Formatted dataset the user might pass:

| text (dialogue) | ground_truth (summary) |
| :- | :- |
| Summarize this dialog:\nEric: MACHINE!\r\nRob: That's so gr8!\r\nEric: I know! And shows how Americans see Russian ;)\r\nRob: And it's really funny!\r\nEric: I know! I especially like the train part!\r\nRob: Hahaha! No one talks to the machine like that!\r\nEric: Is this his only stand-up?\r\nRob: Idk. I'll check.\r\nEric: Sure.\r\nRob: Turns out no! There are some of his stand-ups on youtube.\r\nEric: Gr8! I'll watch them now!\r\nRob: Me too!\r\nEric: MACHINE!\r\nRob: MACHINE!\r\nEric: TTYL?\r\nRob: Sure :)\n---\nSummary:\n | Eric and Rob are going to watch a stand-up on youtube. | 
| Summarize this dialog:\nWill: hey babe, what do you want for dinner tonight?\r\nEmma:  gah, don't even worry about it tonight\r\nWill: what do you mean? everything ok?\r\nEmma: not really, but it's ok, don't worry about cooking though, I'm not hungry\r\nWill: Well what time will you be home?\r\nEmma: soon, hopefully\r\nWill: you sure? Maybe you want me to pick you up?\r\nEmma: no no it's alright. I'll be home soon, i'll tell you when I get home. \r\nWill: Alright, love you. \r\nEmma: love you too. \n---\nSummary:\n | Emma will be home soon and she will let Will know. | 
 

In [None]:
# Download the dataset from huggingface datasets library 
# and save it in jsonl format
import os
download_dir = "samsum-dataset"
dataset_name ="samsum"
fraction = 1
if not os.path.exists(download_dir):
    os.makedirs(download_dir)

# import hugging face datasets library
import datasets
from datasets import get_dataset_split_names

for split in get_dataset_split_names(dataset_name):
    print(f"Loading {split} split of {dataset_name} dataset...")
    # load the split of the dataset
    dataset = datasets.load_dataset(path=dataset_name, split=split)
    dataset.select(range(int(dataset.num_rows * fraction))).to_json(
        os.path.join(download_dir, f"{split}.jsonl"))

In [None]:
# load the ./samsum-dataset/train.jsonl file into a pandas dataframe and show the first 5 rows
import pandas as pd

pd.set_option(
    "display.max_colwidth", 0
)  # set the max column width to 0 to display the full text
df = pd.read_json("./samsum-dataset/train.jsonl", lines=True)
df.head()

In [None]:
# create a function to preprocess the dataset in desired format
def get_preprocessed_samsum(df):
    prompt = f"Summarize this dialog:\n{{}}\n---\nSummary:\n"
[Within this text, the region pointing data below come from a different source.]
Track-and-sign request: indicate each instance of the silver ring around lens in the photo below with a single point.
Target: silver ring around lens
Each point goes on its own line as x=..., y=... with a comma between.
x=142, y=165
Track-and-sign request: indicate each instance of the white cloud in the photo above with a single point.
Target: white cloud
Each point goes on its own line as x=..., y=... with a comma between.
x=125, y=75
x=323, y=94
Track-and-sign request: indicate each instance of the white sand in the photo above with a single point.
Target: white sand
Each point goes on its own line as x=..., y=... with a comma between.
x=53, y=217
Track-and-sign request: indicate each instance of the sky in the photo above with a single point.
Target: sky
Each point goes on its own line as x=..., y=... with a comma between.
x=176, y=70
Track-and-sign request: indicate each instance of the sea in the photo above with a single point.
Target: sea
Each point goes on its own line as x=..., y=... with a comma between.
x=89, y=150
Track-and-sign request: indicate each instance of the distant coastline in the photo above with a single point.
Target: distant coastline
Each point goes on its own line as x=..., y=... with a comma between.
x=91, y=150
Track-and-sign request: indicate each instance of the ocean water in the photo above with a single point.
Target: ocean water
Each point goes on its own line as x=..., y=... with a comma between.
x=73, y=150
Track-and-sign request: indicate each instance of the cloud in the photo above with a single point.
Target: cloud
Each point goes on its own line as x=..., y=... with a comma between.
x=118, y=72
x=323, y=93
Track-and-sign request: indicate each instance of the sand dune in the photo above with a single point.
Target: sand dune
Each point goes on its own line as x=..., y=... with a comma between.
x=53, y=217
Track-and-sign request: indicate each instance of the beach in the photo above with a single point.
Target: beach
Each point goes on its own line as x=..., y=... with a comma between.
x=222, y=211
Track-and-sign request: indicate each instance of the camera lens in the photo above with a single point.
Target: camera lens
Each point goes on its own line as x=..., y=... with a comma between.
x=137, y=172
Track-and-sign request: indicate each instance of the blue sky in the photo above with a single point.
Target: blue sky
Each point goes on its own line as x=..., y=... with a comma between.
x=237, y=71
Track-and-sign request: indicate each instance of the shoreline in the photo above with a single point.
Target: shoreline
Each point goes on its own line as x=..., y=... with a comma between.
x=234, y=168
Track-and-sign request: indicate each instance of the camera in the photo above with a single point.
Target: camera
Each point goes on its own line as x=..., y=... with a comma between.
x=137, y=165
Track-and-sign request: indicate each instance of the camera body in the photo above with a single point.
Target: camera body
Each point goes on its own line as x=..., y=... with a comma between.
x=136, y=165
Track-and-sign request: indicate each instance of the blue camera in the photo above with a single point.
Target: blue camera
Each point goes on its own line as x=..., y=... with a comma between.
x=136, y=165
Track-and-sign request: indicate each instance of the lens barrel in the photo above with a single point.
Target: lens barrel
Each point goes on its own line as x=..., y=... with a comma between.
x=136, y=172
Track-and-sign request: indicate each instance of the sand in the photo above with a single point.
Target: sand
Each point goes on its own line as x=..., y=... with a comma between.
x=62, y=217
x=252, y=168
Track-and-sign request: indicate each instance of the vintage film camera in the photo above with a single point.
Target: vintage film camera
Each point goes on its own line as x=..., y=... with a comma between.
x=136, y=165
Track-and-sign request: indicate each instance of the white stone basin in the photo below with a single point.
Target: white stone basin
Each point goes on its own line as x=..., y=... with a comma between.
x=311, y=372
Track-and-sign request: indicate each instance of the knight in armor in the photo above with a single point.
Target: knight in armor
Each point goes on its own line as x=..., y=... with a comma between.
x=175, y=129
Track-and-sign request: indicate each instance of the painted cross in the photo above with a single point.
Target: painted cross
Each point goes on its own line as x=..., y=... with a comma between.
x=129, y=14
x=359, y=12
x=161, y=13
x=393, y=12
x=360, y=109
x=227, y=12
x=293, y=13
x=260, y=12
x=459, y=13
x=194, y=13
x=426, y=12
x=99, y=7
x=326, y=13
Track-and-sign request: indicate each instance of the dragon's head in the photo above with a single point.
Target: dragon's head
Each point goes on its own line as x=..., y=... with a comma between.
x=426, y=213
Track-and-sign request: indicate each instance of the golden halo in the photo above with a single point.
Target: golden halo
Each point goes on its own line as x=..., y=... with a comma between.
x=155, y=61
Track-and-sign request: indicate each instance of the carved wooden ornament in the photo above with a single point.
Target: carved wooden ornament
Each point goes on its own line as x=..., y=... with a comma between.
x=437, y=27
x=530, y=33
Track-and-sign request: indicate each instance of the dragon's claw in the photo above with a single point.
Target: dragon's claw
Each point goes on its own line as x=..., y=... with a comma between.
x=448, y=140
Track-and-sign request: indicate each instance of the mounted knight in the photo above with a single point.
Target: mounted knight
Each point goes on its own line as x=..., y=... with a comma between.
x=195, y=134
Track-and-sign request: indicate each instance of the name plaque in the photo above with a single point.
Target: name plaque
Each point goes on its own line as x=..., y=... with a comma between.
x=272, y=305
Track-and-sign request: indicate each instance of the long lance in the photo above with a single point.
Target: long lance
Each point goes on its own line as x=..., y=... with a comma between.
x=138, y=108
    df["text"] = df["dialogue"].map(prompt.format)
    df["ground_truth"] = df["summary"]
    df = df.drop(columns=["dialogue", "id"])
    df = df[["text", "ground_truth"]]

    return df

In [None]:
# load test.jsonl, train.jsonl and validation.jsonl form the ./samsum-dataset folder into pandas dataframes

import pandas as pd
test_df = pd.read_json("./samsum-dataset/test.jsonl", lines=True)
train_df = pd.read_json("./samsum-dataset/train.jsonl", lines=True)
validation_df = pd.read_json("./samsum-dataset/validation.jsonl", lines=True)
# map the train, validation and test dataframes to preprocess function
train_df = get_preprocessed_samsum(train_df)
validation_df = get_preprocessed_samsum(validation_df)
test_df = get_preprocessed_samsum(test_df)
# show the first 5 rows of the train dataframe
train_df.head()

In [None]:
# save 10% of the rows from the train, validation and test dataframes into files with small_ prefix in the ./samsum-dataset folder
frac = 0.1
train_df.sample(frac=frac).to_json(
    "./samsum-dataset/small_train.jsonl", orient="records", lines=True
)
validation_df.sample(frac=frac).to_json(
    "./samsum-dataset/small_validation.jsonl", orient="records", lines=True
)
test_df.sample(frac=frac).to_json(
    "./samsum-dataset/small_test.jsonl", orient="records", lines=True
)